Kate Nicholls, CEO, UKHospitality said:
A code of conduct is a significant step in unlocking the current impasse in the commercial property market. Now is the time for all stakeholders to come to the table and broker an agreement.
Hospitality businesses have seen revenues all but dry up since March, so government intervention is desperately needed – with a sustainable financial plan in place.
Our sector needs enforceable measures in place, so that the burden currently borne by operators is shared more equitably. This code could be pivotal in protecting communities and high streets from mass closures and job losses.
The code will be temporary in nature and the government will explore options to make it mandatory if necessary. We will engage with Devolved Administrations to ensure the code applies across the UK and are working to publish it prior to the next quarterly rent payment date.
Today’s announcement comes as UK Finance confirms its members’ continued support for commercial landlord customers including amendments to facilities and capital payment holidays.
Ahead of the June payment day, all the main commercial lenders will be in contact with their major commercial landlord borrowers to identify concerns they have and provide support where appropriate.
The government’s package of measures for the commercial sector also includes;
- Measures, including in the Coronavirus Act, to prevent any business being forced out of their premises if they miss a payment until 30 June. The government has an option to extend this if needed.
- Temporarily banning the use of statutory demands (between 1 March 2020 and 30 June 2020) and winding up petitions presented from Monday 27 April, through to 30 June, where a company cannot pay its bills due to coronavirus.
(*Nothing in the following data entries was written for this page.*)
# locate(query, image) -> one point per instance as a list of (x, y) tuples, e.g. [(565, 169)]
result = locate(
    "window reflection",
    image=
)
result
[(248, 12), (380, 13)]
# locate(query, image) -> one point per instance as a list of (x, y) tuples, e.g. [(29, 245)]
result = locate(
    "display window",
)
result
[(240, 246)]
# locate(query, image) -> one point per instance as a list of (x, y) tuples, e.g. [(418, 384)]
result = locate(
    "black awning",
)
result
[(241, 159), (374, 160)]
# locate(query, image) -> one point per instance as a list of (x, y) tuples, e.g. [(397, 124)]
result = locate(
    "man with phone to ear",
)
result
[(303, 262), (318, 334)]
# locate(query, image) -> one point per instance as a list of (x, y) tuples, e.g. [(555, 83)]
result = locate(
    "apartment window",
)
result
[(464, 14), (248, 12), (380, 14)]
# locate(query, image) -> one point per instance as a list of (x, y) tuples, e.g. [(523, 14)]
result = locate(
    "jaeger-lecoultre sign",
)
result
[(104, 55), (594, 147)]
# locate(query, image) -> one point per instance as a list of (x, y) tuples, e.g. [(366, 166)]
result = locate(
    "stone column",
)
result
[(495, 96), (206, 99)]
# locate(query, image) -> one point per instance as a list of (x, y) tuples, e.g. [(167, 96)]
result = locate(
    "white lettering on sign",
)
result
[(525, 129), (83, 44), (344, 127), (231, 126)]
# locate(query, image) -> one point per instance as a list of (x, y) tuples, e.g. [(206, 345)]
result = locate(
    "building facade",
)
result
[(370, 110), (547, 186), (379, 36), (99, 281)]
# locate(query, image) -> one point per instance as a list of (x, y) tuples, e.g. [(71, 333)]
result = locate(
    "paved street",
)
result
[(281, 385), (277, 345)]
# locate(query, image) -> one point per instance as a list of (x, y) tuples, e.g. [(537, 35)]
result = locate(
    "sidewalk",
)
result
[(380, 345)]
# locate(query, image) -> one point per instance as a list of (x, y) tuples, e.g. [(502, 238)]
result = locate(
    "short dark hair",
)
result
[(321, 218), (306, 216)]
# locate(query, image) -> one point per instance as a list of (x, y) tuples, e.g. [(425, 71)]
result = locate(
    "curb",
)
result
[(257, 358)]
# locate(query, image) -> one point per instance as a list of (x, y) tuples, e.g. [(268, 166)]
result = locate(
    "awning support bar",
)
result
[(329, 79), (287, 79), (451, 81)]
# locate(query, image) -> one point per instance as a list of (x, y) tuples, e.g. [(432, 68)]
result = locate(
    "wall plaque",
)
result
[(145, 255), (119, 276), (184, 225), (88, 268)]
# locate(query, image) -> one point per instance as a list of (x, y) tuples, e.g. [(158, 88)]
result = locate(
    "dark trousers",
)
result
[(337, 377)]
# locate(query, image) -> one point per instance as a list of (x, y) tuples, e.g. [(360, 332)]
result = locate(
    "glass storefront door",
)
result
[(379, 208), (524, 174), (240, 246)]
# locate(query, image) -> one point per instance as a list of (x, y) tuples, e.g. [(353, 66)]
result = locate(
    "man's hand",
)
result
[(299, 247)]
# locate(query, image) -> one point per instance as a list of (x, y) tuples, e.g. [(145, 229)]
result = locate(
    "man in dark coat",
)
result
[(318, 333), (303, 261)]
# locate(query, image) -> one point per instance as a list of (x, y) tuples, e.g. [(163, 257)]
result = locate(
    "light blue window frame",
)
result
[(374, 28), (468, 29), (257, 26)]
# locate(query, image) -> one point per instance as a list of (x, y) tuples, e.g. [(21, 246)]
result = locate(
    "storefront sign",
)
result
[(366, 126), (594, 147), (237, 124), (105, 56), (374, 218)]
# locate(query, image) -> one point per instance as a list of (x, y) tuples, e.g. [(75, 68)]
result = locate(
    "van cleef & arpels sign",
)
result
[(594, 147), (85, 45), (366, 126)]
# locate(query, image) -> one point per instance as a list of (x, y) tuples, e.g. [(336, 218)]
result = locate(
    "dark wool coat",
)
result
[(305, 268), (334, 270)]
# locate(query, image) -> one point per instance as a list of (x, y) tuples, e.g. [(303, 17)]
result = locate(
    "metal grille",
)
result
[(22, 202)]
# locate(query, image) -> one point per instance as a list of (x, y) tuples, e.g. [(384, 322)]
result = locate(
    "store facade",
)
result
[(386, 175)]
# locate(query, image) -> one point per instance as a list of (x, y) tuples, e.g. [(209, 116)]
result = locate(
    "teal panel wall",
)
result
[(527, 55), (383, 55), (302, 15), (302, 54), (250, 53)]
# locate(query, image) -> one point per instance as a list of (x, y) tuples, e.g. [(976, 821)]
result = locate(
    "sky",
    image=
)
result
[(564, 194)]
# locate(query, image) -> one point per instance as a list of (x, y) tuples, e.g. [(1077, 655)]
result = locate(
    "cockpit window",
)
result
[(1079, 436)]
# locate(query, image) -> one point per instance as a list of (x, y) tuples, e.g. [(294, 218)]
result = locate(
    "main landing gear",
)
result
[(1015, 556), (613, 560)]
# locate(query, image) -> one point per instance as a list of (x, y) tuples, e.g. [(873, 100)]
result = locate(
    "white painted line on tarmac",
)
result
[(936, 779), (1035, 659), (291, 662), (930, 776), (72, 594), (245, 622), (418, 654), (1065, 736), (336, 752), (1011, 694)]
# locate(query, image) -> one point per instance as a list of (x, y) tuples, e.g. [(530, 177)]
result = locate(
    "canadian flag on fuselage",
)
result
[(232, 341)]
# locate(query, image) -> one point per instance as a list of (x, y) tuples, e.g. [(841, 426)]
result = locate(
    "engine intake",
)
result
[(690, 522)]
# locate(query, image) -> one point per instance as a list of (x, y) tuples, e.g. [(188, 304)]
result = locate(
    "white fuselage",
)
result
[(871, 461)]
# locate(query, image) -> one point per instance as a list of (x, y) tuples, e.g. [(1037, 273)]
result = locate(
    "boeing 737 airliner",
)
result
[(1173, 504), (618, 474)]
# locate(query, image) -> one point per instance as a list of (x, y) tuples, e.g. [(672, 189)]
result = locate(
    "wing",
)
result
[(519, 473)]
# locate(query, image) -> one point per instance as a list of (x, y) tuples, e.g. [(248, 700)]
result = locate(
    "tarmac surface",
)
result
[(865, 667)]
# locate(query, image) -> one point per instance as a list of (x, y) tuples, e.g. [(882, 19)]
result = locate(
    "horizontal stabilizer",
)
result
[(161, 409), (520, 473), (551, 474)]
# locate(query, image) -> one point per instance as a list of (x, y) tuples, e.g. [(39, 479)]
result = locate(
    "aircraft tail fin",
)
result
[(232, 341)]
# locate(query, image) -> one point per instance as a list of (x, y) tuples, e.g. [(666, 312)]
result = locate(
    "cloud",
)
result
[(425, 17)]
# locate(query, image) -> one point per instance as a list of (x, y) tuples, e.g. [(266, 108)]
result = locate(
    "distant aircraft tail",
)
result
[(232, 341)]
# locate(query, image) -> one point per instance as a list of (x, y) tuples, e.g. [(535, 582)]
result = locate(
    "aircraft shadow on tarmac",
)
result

This is included in the government’s Corporate Insolvency and Governance Bill.
- Laying secondary legislation to provide tenants with more breathing space to pay rent by preventing landlords using Commercial Rent Arrears Recovery unless they are owed 90 days of unpaid rent.
These measures do not account to a rental holiday but allows breathing space for tenants facing significantly reduced income due to the closures measures and current economic circumstances. Rent is still owed, and those tenants who are able to pay some or all of their rent are expected to do so.
The government is also reminding the sector of the existing measures in place that affect the sector’s landlords, this includes:
Flexibility for Real Estate Investment Trusts when distributing income
A Practice Direction issued by the Master of Rolls with the agreement of the- Lord Chancellors which stays possession proceedings for 90 days from 27 March. This applies to commercial premises.
Further detail on support for commercial landlords and tenants can be found on the UK Finance website.